Gli unici a muoversi i cittadini, con una petizione. Ma la sponda istituzionale latita

Fegino, sversamento di petrolio nel torrente che si immette nel Polcevera: è allarme inquinamento
Foto d'archivio

Genova. Il 17 marzo 2016 una tubazione dell’oleodotto interrato che collega i depositi petroliferi di Fegino alla raffineria Iplom di Busalla “esplode”, sversando quasi 700 metri cubi di greggio prima nel rio Fegino, e poi nel Polcevera.

Il petrolio in poche ore arriverà fino al mare, nonostante l’intervento e la mobilitazione quasi nazionale della macchina dell’emergenza. Dopo qualche giorno dall’incidente la situazione sarà stabilizzata, in attesa di una bonifica che però non è mai incominciata.

Com’è noto, infatti, Iplom ha fatto ricorso al Tar, affermando come la competenza della “regia” delle operazioni di bonifica sia ministeriale, mentre il territorio chiede che rimanga in loco. Un ricorso che sta facendo slittare i tempi: recentemente la giunta ha chiesto all’azienda di ritirare il ricorso, ma da Busalla nessuno ha battuto un colpo. Oggi è tutto fermo.

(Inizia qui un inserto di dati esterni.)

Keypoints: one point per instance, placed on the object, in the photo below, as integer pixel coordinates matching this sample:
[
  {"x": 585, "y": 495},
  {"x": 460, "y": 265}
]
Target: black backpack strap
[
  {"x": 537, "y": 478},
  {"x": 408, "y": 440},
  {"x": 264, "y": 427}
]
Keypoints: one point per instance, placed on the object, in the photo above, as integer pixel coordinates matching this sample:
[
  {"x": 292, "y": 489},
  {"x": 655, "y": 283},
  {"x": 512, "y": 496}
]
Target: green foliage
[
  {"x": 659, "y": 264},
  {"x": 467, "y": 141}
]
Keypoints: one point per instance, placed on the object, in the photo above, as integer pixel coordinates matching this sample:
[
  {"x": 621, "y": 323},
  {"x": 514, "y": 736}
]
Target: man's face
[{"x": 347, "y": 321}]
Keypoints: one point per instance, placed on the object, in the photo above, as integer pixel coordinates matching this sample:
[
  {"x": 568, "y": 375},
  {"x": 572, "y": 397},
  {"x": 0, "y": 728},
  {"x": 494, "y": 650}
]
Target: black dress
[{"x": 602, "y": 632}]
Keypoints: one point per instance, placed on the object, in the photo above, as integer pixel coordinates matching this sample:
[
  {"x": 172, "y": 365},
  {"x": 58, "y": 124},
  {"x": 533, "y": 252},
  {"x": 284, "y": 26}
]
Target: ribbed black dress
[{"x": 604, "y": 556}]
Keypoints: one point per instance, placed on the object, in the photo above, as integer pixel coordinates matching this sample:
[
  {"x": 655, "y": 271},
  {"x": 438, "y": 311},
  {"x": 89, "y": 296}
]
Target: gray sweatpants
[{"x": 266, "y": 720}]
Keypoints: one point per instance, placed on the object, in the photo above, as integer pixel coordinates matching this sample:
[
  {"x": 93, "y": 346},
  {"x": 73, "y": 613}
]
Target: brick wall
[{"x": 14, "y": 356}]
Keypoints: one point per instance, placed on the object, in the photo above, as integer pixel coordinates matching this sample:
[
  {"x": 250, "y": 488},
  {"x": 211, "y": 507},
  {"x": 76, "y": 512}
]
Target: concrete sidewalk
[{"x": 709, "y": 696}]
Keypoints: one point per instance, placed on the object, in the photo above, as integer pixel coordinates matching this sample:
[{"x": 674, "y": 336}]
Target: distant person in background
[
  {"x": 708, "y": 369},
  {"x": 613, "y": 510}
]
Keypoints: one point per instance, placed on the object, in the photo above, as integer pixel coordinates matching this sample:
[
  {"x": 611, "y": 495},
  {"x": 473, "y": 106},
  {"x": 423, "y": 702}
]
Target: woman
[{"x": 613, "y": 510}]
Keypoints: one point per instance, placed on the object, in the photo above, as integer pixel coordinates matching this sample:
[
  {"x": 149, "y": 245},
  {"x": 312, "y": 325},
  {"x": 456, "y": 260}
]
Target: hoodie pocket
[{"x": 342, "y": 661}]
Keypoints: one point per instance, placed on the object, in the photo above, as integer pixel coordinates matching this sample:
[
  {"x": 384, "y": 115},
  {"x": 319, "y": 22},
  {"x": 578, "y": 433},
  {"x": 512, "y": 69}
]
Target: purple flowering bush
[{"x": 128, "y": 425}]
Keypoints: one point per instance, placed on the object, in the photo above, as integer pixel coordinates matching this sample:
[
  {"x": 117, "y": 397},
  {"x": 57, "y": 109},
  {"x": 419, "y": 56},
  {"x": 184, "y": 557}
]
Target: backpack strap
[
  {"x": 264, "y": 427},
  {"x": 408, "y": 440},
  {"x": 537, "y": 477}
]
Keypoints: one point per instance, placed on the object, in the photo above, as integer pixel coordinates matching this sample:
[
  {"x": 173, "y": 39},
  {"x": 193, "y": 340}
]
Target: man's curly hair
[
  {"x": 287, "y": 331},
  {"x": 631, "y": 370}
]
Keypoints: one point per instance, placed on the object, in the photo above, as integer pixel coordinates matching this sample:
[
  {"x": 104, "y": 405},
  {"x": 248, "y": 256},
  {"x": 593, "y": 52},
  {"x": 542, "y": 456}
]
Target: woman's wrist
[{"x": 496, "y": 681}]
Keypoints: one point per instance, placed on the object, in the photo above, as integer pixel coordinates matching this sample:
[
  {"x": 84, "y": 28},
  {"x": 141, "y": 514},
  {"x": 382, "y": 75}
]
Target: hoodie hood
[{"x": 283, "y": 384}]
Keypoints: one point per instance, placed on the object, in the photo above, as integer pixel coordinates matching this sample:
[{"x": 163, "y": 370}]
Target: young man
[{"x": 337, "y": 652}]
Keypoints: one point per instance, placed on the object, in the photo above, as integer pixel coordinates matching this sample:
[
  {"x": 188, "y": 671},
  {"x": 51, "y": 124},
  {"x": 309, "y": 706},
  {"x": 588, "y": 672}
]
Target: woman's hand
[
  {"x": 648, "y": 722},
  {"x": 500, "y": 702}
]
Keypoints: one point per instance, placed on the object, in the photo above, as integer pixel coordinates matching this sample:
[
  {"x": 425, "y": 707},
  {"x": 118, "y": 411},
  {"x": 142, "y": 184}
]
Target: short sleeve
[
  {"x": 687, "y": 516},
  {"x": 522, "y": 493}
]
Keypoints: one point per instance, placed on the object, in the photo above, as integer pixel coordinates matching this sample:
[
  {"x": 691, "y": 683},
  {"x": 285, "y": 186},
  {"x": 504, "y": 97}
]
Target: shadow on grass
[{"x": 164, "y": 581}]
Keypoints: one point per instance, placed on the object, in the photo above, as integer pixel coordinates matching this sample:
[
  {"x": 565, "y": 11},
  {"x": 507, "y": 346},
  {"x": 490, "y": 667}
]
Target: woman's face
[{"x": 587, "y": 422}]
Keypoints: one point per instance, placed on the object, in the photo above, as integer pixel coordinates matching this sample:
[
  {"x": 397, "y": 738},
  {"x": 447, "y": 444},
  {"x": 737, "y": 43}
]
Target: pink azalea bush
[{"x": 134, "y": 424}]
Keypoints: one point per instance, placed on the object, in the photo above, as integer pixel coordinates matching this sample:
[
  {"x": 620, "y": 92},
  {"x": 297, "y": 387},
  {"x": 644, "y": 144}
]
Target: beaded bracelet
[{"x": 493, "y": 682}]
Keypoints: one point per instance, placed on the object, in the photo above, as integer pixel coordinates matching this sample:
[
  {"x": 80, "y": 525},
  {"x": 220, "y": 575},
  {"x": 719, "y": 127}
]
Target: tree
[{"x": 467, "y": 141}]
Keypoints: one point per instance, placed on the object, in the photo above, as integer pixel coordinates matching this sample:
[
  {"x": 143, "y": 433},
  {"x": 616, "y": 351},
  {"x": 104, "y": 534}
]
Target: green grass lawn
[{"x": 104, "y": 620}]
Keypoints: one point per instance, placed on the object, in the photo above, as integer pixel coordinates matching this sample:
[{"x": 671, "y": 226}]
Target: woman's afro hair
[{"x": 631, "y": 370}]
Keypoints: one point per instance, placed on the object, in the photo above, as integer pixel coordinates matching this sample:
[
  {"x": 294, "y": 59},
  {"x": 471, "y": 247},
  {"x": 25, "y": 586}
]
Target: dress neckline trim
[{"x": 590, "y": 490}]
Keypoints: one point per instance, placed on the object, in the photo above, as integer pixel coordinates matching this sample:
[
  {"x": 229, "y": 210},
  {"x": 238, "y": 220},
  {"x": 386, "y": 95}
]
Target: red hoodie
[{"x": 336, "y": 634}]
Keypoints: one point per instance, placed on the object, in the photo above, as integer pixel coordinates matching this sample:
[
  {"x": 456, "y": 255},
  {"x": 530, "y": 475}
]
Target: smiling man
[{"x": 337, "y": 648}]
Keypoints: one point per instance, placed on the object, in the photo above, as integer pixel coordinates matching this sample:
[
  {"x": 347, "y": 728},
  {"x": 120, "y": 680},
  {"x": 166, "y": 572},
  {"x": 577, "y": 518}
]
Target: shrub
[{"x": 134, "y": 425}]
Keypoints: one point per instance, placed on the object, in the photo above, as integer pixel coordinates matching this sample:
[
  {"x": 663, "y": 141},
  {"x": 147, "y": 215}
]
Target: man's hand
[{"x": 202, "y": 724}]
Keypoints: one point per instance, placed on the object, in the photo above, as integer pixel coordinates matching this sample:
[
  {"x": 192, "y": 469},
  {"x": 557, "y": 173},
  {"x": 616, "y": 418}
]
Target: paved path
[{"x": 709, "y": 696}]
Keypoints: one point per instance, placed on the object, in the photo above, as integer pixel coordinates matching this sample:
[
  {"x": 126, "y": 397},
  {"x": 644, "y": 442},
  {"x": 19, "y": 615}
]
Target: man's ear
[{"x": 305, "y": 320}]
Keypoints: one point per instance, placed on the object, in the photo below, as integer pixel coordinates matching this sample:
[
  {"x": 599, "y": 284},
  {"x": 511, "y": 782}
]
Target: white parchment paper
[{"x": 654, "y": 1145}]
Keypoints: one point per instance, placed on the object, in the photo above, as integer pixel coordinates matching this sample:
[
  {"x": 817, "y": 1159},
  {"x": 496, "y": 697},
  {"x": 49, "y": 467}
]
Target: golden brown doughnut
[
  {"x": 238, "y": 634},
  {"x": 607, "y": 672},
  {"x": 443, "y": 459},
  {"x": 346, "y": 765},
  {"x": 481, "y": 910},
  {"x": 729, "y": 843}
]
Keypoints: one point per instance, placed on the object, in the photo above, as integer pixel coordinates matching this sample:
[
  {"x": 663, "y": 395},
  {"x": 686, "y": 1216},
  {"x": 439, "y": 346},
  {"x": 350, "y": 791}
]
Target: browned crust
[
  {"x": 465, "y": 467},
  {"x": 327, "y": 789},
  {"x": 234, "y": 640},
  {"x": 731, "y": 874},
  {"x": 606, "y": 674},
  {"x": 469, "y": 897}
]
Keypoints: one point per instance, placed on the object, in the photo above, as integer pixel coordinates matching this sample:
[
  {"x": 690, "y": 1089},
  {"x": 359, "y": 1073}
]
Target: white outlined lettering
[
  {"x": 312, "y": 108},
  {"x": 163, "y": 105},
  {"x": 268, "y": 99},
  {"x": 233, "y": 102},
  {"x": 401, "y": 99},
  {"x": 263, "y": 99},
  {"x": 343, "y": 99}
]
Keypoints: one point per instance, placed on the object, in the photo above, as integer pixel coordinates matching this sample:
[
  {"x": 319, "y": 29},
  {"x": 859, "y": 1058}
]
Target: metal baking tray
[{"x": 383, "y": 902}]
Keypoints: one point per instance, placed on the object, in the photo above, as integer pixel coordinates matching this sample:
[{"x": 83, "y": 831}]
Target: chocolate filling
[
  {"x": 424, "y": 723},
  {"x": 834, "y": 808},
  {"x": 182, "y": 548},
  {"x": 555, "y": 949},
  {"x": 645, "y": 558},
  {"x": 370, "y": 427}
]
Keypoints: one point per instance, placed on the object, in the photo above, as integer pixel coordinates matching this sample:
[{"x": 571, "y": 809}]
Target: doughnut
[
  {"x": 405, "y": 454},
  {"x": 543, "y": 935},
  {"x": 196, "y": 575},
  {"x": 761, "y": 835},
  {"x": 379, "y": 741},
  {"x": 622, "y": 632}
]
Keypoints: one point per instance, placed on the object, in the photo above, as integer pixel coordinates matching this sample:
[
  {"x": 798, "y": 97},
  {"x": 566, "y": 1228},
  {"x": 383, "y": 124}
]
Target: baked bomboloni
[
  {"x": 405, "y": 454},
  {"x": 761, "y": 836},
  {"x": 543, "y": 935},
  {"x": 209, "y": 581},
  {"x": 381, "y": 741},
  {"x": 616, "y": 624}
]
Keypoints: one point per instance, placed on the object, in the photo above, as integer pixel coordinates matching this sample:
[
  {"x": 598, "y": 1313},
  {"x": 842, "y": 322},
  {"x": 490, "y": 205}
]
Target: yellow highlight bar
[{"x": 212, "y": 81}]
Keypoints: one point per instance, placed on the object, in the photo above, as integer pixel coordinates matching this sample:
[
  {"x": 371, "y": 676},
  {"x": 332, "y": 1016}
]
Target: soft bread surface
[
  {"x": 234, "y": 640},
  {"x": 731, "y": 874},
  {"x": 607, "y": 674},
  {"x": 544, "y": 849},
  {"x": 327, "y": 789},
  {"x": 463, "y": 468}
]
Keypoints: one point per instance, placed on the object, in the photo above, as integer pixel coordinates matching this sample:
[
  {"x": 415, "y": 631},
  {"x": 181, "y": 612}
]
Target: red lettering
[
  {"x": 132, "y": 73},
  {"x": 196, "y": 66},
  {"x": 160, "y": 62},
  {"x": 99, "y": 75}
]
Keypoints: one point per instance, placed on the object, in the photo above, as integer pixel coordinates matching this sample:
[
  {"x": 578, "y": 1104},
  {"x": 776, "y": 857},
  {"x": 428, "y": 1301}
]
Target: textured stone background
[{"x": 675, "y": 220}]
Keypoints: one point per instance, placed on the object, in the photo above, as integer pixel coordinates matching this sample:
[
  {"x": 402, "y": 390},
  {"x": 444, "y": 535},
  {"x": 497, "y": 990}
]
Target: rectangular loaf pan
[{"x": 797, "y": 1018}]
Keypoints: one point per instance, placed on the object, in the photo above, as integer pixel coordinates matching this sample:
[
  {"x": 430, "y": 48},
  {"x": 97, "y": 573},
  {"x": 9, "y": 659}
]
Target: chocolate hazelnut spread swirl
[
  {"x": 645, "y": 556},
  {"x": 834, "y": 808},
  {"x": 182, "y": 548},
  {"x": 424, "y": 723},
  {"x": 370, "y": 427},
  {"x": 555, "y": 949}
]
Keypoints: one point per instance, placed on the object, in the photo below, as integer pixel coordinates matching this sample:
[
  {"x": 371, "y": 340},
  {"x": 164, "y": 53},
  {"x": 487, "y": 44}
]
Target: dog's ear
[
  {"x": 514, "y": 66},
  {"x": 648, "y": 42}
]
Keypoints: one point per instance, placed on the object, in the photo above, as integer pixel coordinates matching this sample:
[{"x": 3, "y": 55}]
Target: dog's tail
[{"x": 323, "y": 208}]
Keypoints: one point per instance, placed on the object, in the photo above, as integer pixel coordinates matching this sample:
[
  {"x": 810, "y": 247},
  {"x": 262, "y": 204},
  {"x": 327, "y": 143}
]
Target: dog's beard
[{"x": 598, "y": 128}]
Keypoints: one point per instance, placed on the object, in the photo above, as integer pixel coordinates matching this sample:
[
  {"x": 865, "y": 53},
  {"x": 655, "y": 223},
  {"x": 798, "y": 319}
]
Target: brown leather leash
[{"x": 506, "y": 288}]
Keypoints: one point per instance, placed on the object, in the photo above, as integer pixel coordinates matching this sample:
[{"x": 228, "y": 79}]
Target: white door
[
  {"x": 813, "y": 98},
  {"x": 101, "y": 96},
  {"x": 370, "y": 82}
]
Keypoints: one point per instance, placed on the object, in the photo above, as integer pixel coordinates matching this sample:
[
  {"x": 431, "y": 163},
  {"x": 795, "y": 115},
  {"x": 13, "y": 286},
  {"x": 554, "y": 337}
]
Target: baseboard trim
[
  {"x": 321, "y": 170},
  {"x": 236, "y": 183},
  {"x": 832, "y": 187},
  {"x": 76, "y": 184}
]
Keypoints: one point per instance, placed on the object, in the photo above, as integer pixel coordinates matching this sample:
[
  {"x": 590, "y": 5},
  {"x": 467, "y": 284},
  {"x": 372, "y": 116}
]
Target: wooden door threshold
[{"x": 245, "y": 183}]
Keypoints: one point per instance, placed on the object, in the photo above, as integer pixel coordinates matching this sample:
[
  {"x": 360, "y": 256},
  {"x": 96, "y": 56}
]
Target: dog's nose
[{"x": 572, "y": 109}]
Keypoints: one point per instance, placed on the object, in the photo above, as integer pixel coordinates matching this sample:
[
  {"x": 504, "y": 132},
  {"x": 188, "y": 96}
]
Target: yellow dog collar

Ma nel frattempo qualcosa, però, è successo: la contaminazione dei terreni non si è fermata e la popolazione ha continuato a “respirare” l’aria di un “disastro ambientale”, registrando e denunciando negli anni moltissime “giornate irrespirabili”.

L’unica cosa che si è mossa sono gli stessi abitanti: la mobilitazione post-incidente ha permesso la sottoscrizione di una petizione, redatta e promossa da Altra Liguria, rivolta alle autorità per far comprendere nella legge Seveso anche le infrastrutture di trasporto, vincolandole quindi a procedure di sicurezza rafforzate.

Procedure che prevederebbero anche la redazione di un Piano di Emergenza Esterna, il PEE, da parte della Prefettura, un documento che dispone tutte le eventuali misure protettive della popolazione e dell’ambiente in caso di incidente. Ma dal punto di vista della sicurezza tutto è ancora fermo: a marzo del 2017 il Consiglio comunale ha votato una impegnativa per il Comune di farsi promotore in sede governativa dell’allargamento di competenza dei PEE anche agli oleodotti, senza ad oggi un riscontro però tangibile. Lettera morta.

Nell’immediato post-evento era emerso, grazie ad un’inchiesta giornalistica, che quasi tutti gli impianti a rischi di incidente rilevante a Genova non erano provvisti di un PEE aggiornato (o addirittura redatto): nell’ultimo anno Prefettura di Genova ha quindi proceduto con le presentazioni pubbliche delle rilevazioni compiute per redigere questi documenti, come previsto dalla legge, attraverso assemblee pubbliche (assemblee che peraltro non sono state fatta ancora per tutti gli impianti) ma a due anni dal disastro e dalle “rivelazione” la situazione che siamo costretti a registrare è che nessun nuovo documento è stato pubblicato. “Come prima, più di prima, senza te”, come recitava la canzone.

Oggi si parla di spostare impianti o introdurne di nuovi in diverse parti della città, ma dal punto di vista della sicurezza questi due anni sembrano non essere trascorsi, anzi. Parafrasando una famosa frase che campeggia su un muro di Genova “I disastri ambientali sono quelle lezioni della storia che la politica non ricorda mai abbastanza”.